The speed at which Indonesia has become the country with the most human bird flu deaths has experts worried, but they say the pace will continue until the problem is tackled at the source.
The country's 43 reported deaths in just over a year comes as the H5N1 virus spreads virtually unchecked among the billions of poultry in backyard farms throughout the vast archipelago.
Indonesia became the nation hardest hit by bird flu after local tests concluded a 16-year-old boy from Jakarta's outskirts succumbed to the H5N1 virus late on Monday. The tests were conducted by a typically reliable local laboratory, but have not been confirmed by a WHO-affiliated lab.
PHOTO: AP
The country has racked up nearly a third of the world's fatalities in just one year, with the latest case surpassing Vietnam's reported 42 deaths, which occurred over a period of about two-and-a-half years.
Experts say the number of human deaths are a symptom of a much larger problem -- the rampant spread of infection among the country's poultry.
"When you have trouble controlling infection among the chicken flocks, you are naturally going to see continuing infections among humans," Anthony Fauci, the US National Institutes of Health's infectious disease said in a recent interview.
He said the more it spreads, the greater chance it has of eventually evolving into a strain that could cause a human pandemic.

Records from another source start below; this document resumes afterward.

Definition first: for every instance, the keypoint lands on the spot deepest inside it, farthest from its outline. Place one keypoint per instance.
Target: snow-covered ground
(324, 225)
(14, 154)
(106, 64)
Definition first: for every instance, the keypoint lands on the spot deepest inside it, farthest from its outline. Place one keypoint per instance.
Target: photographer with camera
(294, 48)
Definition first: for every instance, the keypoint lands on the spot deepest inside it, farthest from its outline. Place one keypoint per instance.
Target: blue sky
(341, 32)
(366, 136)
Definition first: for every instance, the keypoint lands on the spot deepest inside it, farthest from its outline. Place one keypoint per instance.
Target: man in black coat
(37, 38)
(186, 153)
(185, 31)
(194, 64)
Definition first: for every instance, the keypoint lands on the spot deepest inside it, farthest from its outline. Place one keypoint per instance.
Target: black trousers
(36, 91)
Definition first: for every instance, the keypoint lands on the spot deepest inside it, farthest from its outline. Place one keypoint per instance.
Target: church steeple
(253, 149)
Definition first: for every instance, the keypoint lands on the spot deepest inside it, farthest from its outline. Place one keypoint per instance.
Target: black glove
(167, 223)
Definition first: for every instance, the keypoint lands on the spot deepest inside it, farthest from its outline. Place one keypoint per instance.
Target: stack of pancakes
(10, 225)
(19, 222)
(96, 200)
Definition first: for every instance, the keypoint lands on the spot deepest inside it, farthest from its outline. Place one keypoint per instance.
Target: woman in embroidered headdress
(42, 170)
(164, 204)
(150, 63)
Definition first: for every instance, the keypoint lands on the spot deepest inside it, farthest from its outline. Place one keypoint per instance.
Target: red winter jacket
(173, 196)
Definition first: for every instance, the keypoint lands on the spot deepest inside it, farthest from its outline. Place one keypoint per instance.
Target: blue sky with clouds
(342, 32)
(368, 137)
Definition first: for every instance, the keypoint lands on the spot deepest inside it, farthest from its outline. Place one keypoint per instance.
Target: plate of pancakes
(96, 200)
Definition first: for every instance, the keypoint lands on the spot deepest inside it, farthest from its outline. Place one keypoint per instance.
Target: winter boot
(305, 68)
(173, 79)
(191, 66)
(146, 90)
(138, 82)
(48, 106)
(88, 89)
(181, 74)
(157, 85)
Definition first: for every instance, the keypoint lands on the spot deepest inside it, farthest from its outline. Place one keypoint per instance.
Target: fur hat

"It's obviously a toll in human suffering, but it also continues to give this virus the capability of circulating," he said. "And the more it circulates, the more you have an opportunity."
Fauci, who visited Southeast Asia last year, said Indonesia has not shown the same aggressive approach as Vietnam and Thailand in tackling the problem in poultry.
Vietnam has not reported any human cases in nearly nine months and no poultry outbreaks this year, after launching a nationwide mass vaccination campaign in poultry last year.
Thailand -- which has reported 16 deaths and is currently experiencing a flare-up -- relied on strong village-based surveillance and mass slaughtering when outbreaks were discovered.
But in Indonesia many local governments have refused to carry out mass poultry slaughters and vaccinations have been sporadic. One of the main issues is a lack of centralized control in a very young democracy.
Many powers once held in Jakarta were given to regional and community governments after dictator Suharto was ousted in 1998. Funding and policy decisions are often at the whim of inexperienced officials, mayors and village heads.
The UN Food and Agriculture Organization (FAO) is working with the government at the village level to develop local outbreak detection teams to snuff out poultry outbreaks before they can spread.
But progress is slow with limited resources in a country of 220 million people spread across 17,000 islands.
"It's a disgrace. We have the biggest problem in the world with avian influenza in Indonesia and yet the world is still not investing in getting a systematic control program in place," said Peter Roeder, an FAO expert in Rome who has worked closely with Indonesia.
"What's Vietnam going to feel like if they get virus reintroduced from Indonesia?" he asked.
So far, about US$50 million has been committed to the WHO and FAO for work in animal and human health in Indonesia over the next 18 months, the World Bank says.
Roeder said that amount is needed over three years just to deal with the problem in poultry, which is endemic.